The ambiguous acronym LCA is sometimes used for either lateral chromatic aberration. The two types of chromatic aberration have different characteristics, may occur together. Axial CA occurs throughout the image and is specified by optical engineers and vision scientists in diopters, it can be reduced by stopping down, which increases depth of field so that though the different wavelengths focus at different distances, they are still in acceptable focus. Transverse CA does not occur in increases towards the edge, it is not affected by stopping down. In digital sensors, axial CA results in the red and blue planes being defocused, difficult to remedy in post-processing, while transverse CA results in the red and blue planes being at different magnifications, can be corrected by radially scaling the planes appropriately so they line up. In the earliest uses of lenses, chromatic aberration was reduced by increasing the focal length of the lens where possible. For example, this could result in long telescopes such as the long aerial telescopes of the 17th century.

Isaac Newton's theories about white light being composed of a spectrum of colors led him to the conclusion that uneven refraction of light caused chromatic aberration. There exists a point called the circle of least confusion, where chromatic aberration can be minimized, it can be further minimized by using an achromatic lens or achromat, in which materials with differing dispersion are assembled together to form a compound lens. The most common type is an achromatic doublet, with elements made of flint glass; this reduces the amount of chromatic aberration over a certain range of wavelengths, though it does not produce perfect correction. By combining more than two lenses of different composition, the degree of correction can be further increased, as seen in an apochromatic lens or apochromat. Note that "achromat" and "apochromat" refer to the type of correction, not the degree, an achromat made with sufficiently low dispersion glass can yield better correction than an achromat made with more conventional glass.

The benefit of apochromats is not that they focus three wavelengths but that their error on other wavelengths is quite small. Many types of glass have been developed to reduce chromatic aberration; these are low. These hybridized glasses have a low level of optical dispersion; the use of achromats was an important step in the development of the optical microscope and in telescopes. An alternative to achromatic doublets is the use of diffractive optical elements. Diffractive optical elements are able to generate arbitrary complex wave fronts from a sample of optical material, flat. Diffractive optical elements have negative dispersion characteristics, complementary to the positive Abbe numbers of optical glasses and plastics. In the visible part of the spectrum diffractives have a negative Abbe number of −3.5. Diffractive optical elements can be fabricated using diamond turning techniques. For a doublet consisting of two thin lenses in contact, the Abbe number of the lens materials is used to calculate the correct focal length of the lenses to ensure correction of chromatic aberration.

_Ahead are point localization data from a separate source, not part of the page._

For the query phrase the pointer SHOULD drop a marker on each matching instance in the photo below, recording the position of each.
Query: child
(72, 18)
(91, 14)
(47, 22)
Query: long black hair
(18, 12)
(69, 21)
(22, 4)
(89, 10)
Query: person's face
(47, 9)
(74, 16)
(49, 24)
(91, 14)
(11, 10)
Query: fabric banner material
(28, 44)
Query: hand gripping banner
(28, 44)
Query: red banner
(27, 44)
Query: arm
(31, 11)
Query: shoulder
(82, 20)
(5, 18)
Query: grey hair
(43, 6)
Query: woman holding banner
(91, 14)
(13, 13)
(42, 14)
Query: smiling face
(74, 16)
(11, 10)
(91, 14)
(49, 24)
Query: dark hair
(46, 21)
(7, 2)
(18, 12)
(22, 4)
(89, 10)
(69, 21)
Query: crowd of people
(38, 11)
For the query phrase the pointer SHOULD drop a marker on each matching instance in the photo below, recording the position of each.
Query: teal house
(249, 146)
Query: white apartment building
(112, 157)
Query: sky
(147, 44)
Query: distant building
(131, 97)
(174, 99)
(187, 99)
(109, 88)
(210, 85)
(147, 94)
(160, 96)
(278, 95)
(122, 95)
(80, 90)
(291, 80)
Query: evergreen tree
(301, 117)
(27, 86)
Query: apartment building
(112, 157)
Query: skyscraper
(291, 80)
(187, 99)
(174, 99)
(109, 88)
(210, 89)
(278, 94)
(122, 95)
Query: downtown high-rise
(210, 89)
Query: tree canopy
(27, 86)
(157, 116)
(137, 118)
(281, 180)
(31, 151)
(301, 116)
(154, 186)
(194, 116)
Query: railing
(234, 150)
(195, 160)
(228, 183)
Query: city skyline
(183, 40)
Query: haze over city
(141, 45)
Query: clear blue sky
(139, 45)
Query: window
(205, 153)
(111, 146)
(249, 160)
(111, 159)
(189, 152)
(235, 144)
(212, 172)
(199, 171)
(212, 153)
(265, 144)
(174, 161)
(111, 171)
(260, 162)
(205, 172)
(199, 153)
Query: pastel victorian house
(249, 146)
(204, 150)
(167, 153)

If the focal lengths of the two lenses for light at the yellow Fraunhofer D-line are f1 and f2 best correction occurs for the condition: f 1 ⋅ V 1 + f 2 ⋅ V 2 = 0 where V1 and V2 are the Abbe numbers of the materials of the first and second lenses, respectively. Since Abbe numbers are positive, one of the focal lengths must be negative, i.e. a diverging lens, for the condition to be met. The overall focal length of the doublet f is given by the standard formula for thin lenses in contact: 1 f = 1 f 1 + 1 f 2 and the above condition ensures this will be the focal length of the doublet for light at the blue and red F

An annular solar eclipse occurred on September 7, 1820. A solar eclipse occurs when the Moon passes between Earth and the Sun, thereby or obscuring the image of the Sun for a viewer on Earth. An annular solar eclipse occurs when the Moon's apparent diameter is smaller than the Sun's, blocking most of the Sun's light and causing the Sun to look like an annulus. An annular eclipse appears as a partial eclipse over a region of the Earth thousands of kilometres wide; this map was drawn in the book Elementa eclipsium, published in Prague in 1816, by Franz Ignaz Cassian Hallaschka, contained maps of the paths of solar eclipses from 1816 and 1860. The geometric constructions used by Hallaschka anticipated the standard theory of eclipses developed by Friedrich Wilhelm Bessel, it is a part of solar Saros 122. NASA chart graphics Googlemap NASA Besselian elements Cassian Hallaschka. Elementa eclipsium, quas patitur tellus, luna eam inter et solem versante ab anno 1816 usque ad annum 1860: ex tabulis astronomicis recentissime conditis et calculo parallactico deducta, typo ecliptico et tabulis proiectionis geographicis collustrata.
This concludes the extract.